In order to bring up the secondary vCPUs they must be configured first. This is achieved using the VCPUOP_initialise hypercall. A valid context has to be passed to the vCPU in order to boot. The relevant fields for PVH guests are the following:

flags: contains VGCF_* flags (see arch-x86/xen.h public header).
user_regs: struct that contains the register values that will be set on the vCPU before booting. All GPRs are available to be set, however, the most relevant ones are rip and rsp in order to set the start address and the stack. Please note, all selectors must be null.
ctrlreg[3]: contains the address of the page tables that will be used by the vCPU. Other control registers should be set to zero, or else the hypercall will fail with -EINVAL.

After the vCPU is initialized with the proper values, it can be started by using the VCPUOP_up hypercall. The values of the other control registers of the vCPU will be the same as the ones described in the control registers section.

Examples about how to bring up secondary CPUs can be found on the FreeBSD code base in sys/x86/xen/pv.c and on Linux arch/x86/xen/smp.c.

Control operations (reboot/shutdown)

Reboot and shutdown operations on PVH guests are performed using hypercalls. In order to issue a reboot, a guest must use the SHUTDOWN_reboot hypercall. In order to perform a power off from a guest DomU, the SHUTDOWN_poweroff hypercall should be used.

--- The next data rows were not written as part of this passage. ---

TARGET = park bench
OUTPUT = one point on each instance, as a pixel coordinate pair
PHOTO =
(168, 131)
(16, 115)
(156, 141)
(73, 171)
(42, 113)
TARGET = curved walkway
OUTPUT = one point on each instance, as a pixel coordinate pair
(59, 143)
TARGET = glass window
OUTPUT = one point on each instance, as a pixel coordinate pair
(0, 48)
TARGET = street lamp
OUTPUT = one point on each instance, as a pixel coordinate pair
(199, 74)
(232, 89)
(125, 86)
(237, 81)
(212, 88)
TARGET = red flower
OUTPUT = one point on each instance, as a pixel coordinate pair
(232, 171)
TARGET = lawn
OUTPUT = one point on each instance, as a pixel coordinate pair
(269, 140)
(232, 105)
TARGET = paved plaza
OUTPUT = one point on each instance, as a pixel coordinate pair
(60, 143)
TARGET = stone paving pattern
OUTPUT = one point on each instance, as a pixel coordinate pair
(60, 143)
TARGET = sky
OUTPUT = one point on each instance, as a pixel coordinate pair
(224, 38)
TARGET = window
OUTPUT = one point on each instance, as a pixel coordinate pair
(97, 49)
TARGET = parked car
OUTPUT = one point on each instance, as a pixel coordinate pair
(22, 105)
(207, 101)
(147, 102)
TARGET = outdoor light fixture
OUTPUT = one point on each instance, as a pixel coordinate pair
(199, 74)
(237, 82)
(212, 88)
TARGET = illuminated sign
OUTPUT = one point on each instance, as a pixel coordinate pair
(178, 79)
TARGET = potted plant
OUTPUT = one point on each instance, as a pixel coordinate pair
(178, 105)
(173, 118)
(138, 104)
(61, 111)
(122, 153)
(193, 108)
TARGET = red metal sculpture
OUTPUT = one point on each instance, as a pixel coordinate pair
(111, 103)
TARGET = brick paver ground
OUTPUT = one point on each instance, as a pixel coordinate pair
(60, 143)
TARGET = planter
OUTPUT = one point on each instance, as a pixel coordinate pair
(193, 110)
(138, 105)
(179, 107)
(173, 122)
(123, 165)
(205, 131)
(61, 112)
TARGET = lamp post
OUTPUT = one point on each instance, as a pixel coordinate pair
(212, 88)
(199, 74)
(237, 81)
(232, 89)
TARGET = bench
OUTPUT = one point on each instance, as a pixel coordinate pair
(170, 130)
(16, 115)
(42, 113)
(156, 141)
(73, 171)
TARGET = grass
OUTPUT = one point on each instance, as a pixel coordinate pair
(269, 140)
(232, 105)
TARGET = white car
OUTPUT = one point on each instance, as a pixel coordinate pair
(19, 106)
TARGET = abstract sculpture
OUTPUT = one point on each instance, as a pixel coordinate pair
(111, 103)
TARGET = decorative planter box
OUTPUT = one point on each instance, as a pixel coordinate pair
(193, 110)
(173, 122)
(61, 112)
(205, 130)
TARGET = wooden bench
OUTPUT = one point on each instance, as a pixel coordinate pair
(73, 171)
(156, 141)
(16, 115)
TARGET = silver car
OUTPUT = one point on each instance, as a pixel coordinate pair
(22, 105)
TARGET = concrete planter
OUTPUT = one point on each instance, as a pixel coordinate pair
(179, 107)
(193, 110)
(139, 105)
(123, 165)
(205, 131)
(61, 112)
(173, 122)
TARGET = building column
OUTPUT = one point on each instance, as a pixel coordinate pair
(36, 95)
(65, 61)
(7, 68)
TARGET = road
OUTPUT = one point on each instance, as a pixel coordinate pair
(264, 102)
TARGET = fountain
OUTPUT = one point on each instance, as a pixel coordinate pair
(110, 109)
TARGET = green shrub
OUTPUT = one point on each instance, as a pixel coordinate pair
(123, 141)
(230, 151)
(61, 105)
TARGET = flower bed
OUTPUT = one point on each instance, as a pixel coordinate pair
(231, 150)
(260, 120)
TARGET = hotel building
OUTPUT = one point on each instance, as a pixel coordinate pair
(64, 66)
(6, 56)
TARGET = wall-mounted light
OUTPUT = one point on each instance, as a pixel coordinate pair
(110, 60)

The way to perform a full system power off from Dom0 is different than what's done in a DomU guest. In order to perform a power off from Dom0 the native ACPI path should be followed, but the guest should not write the SLP_EN bit to the Pm1Control register. Instead the XENPF_enter_acpi_sleep hypercall should be used, filling the following data in the xen_platform_op struct:

cmd = XENPF_enter_acpi_sleep
interface_version = XENPF_INTERFACE_VERSION
u.enter_acpi_sleep.pm1a_cnt_val = Pm1aControlValue
u.enter_acpi_sleep.pm1b_cnt_val = Pm1bControlValue

This will allow Xen to do it's clean up and to power off the system. If the host is using hardware reduced ACPI, the following field should also be set:

u.enter_acpi_sleep.flags = XENPF_ACPI_SLEEP_EXTENDED (0x1)

CPUID

The cpuid instruction that should be used is the normal cpuid, not the emulated cpuid that PV guests usually require.

TDOD: describe which cpuid flags a guest should ignore and also which flags describe features can be used. It would also be good to describe the set of cpuid flags that will always be present when running as PVH.

Final notes

All the other hardware functionality not described in this document should be assumed to be performed in the same way as native.